# Kawasaki Bayou 300 or 400



## PolarisEmtFirefighter (Nov 4, 2009)

Okay so i've acquired (Free) a Kawasaki Bayou 300-400 2x4 Not sure im thinking its a 1994 model . It has no rear end and possible motor locked up It sat up in a buddy's yard for several years (Motor was together) not sure why it wont pull start like its froze up . so i have 2 questions 

1) Do all the Kawasaki Bayou rear ends interchange like all the way from the 220-400 . I need to know cause im hunting down a rear end for it . 

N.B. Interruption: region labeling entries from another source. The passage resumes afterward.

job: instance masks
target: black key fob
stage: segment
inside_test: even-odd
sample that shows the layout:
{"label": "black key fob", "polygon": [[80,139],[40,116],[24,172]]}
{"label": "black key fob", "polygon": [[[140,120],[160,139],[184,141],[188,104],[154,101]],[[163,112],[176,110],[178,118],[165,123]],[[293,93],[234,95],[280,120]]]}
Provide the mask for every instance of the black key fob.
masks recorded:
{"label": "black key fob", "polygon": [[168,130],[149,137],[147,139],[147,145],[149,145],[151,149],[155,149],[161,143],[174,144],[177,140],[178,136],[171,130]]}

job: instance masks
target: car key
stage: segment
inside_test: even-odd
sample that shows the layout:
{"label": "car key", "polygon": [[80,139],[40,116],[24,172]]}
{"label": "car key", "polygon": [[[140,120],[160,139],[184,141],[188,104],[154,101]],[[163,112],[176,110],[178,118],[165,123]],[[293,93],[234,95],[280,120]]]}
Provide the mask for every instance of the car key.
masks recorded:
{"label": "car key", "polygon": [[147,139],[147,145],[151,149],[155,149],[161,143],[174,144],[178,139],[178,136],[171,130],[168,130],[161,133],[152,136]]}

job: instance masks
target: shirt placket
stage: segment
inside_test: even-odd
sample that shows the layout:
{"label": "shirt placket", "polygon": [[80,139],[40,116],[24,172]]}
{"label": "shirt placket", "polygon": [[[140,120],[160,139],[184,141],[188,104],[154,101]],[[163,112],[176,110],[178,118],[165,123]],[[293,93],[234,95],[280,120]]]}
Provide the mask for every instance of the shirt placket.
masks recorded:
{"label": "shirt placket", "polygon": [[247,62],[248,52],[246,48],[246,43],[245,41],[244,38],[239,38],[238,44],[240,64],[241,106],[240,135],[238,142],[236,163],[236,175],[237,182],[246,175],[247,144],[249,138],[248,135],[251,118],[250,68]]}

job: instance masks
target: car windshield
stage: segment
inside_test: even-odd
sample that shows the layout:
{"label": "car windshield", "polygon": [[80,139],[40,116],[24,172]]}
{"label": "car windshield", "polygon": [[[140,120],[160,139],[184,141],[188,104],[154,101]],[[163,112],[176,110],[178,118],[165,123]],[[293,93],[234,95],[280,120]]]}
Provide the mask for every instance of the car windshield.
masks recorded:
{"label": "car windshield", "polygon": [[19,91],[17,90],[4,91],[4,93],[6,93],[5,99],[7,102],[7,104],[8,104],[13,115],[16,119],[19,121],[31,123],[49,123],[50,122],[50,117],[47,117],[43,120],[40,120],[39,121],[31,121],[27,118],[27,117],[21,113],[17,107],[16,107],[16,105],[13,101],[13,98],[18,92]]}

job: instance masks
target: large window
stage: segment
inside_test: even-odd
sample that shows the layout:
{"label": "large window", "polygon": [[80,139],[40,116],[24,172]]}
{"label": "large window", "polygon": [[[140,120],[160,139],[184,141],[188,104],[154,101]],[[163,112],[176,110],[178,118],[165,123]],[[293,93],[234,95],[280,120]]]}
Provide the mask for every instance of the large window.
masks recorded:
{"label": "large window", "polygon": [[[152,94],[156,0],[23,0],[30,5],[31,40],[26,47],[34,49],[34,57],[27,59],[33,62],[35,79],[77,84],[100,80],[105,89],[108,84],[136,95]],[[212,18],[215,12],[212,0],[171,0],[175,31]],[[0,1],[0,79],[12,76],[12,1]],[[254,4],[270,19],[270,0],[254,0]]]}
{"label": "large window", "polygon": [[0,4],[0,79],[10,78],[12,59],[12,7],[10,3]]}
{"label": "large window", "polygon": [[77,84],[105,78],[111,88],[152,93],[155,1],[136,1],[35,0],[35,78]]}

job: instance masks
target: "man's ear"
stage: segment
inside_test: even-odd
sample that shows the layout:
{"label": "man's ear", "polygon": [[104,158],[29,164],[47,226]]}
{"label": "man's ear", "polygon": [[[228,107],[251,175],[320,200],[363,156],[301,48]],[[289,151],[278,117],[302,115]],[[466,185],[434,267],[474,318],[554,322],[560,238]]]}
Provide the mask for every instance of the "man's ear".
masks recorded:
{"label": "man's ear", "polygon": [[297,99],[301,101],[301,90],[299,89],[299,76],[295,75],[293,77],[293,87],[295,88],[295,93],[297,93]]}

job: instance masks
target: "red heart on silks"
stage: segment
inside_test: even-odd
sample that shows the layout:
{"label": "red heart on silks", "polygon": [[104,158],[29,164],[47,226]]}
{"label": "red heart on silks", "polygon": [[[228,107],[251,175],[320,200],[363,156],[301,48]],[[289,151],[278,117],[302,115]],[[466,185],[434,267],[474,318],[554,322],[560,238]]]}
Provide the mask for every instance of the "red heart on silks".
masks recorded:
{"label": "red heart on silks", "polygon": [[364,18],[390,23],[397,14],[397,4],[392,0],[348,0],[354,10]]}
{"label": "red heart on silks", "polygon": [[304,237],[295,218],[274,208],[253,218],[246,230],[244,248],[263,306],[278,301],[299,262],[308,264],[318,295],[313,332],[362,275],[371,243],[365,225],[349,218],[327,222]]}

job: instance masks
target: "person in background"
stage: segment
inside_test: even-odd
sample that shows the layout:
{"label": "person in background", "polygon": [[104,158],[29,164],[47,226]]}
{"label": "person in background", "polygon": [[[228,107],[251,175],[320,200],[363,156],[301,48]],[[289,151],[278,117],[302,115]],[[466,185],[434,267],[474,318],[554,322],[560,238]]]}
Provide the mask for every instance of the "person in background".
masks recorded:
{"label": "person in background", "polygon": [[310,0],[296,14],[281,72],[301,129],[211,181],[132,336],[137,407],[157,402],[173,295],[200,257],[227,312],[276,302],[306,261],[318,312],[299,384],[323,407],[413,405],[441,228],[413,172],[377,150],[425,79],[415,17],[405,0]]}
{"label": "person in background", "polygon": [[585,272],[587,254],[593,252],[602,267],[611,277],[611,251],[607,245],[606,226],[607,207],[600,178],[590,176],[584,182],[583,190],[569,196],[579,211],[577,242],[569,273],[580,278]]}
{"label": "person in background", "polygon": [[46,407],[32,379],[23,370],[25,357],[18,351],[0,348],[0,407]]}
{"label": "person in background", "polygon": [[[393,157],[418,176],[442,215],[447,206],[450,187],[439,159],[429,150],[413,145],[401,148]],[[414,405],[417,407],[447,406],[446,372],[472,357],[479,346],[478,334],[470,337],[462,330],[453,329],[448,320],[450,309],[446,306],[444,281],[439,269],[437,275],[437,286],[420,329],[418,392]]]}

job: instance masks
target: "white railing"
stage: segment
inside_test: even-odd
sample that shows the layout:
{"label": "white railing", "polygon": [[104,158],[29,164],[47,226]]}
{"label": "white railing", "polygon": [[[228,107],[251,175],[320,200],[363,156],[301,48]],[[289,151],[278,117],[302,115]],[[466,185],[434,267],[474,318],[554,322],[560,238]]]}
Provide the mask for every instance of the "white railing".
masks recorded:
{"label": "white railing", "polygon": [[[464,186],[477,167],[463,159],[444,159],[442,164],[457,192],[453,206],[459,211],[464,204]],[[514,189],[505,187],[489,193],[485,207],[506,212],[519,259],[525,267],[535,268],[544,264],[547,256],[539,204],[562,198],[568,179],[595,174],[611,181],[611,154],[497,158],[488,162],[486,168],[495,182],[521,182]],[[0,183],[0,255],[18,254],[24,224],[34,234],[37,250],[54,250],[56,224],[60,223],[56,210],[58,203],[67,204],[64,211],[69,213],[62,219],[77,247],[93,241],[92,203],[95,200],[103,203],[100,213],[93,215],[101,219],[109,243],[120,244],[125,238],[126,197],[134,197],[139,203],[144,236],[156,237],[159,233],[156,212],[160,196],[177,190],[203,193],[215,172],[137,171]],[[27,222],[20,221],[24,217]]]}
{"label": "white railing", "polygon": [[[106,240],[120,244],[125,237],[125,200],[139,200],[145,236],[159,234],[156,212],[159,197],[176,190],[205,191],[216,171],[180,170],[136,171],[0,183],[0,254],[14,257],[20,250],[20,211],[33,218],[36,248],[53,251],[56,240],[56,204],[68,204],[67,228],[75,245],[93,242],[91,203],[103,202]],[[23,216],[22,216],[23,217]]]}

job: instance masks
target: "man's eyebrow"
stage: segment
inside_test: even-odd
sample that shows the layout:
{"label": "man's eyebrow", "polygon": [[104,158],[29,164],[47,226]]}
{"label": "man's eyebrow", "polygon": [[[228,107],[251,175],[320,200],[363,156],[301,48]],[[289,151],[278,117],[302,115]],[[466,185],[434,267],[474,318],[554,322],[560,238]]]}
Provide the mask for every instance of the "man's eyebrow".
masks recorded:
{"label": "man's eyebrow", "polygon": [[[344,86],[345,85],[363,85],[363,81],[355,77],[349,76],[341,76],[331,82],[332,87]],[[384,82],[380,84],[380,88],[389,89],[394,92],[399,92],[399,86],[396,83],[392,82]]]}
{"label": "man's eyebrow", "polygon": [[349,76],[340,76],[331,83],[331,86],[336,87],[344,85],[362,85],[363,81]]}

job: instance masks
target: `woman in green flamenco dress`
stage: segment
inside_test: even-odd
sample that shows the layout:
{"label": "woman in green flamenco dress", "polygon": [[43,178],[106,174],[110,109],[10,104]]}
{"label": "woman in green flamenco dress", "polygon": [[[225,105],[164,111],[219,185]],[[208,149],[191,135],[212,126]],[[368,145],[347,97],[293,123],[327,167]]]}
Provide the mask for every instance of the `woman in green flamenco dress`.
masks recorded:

2) What could cause the motor to be locked up. when it just sat up and the motor was all together . 


Hopefully one of you Kawasaki guroo's can help me . 

Thanks Ormudboy09


----------



## IBBruin (Feb 10, 2009)

I'm not sure about the rear diff. The motor could be locked up for a number of reasons. Could it possibly be just the pull start is locked up? That would be sweet. If it was running when he set it up I'd guess rings seized to the jug. Let it sit with marvel mystery oil or something similar in the compression chamber for a couple of days and see if it helps. After it sits a while, remove the pull start and put a socket and ratchet on the nut for the crankshaft and see if it will move. If it is the rings that got ya, you'll probably end up putting a set of rings in it anyway. Good luck and let us know how it turns out.


----------



## PolarisEmtFirefighter (Nov 4, 2009)

Yes it was running when it was put up so maybe siezed rings . trust me ill be slapping new rings in it So when i get it to my house ill check that out . and put some good old marvel mystrey oil in her . the reason it sat up is it needed a rear end put in it . the kid that owed it was always jumping it and on day he stripped the gears so the guy was gonna but new gears in it and so yeah the rear end is no longer to be seen or found . So if i could have anyone help me with trying to find a bayou rear end and it will fit id be tickled to death .


----------



## PolarisEmtFirefighter (Nov 4, 2009)

Does anyone know on the rear ends? I need the hole setup Rear diff and axles .


----------



## PolarisEmtFirefighter (Nov 4, 2009)

Well i went over to my buddies how and half the axle and diff are there looks like ill be inspecting to see what is missing and ive got to replace .


----------



## kawa650 (Dec 19, 2008)

you can find a rear diff on ebay but they want way too much for them. Ive been trying to find one myself for a 300 4x4. You have to have 300-400 2wd rear end with the lever lock. I think its was going to be 400 for rear diff and drive shaft but i offered 200 and he took it so they work with you on it

I found the whole set up for a decent price

http://cgi.ebay.com/ebaymotors/KAWA...ors_ATV_Parts_Accessories?hash=item53de1ec262


----------



## phreebsd (Dec 16, 2004)

the rear diff on the 4x4's do not unlock like the 2x4's.


----------



## PolarisEmtFirefighter (Nov 4, 2009)

Yeah i saw that one the other day what makes me kinda worry about buying them off there is what if its broke . and anymore idea's on the Motor . i went over to his house and tryed to pull it some more . and it moved just a hair . but i did realize it doesnt have a Air box top but its got water in the air box but all at the back of it cause the wheeler is sitting like with the nose in the air . so anymore idea would be great .


----------



## PolarisEmtFirefighter (Nov 4, 2009)

Bump to top :thinking:


----------



## phreebsd (Dec 16, 2004)

id take the pull starter off and turn the bolt on the crank with a ratchet or something. 
you have been soaking the cylinder correct?


----------



## PolarisEmtFirefighter (Nov 4, 2009)

It will be when it gets here im making a list of what to check and were to check


----------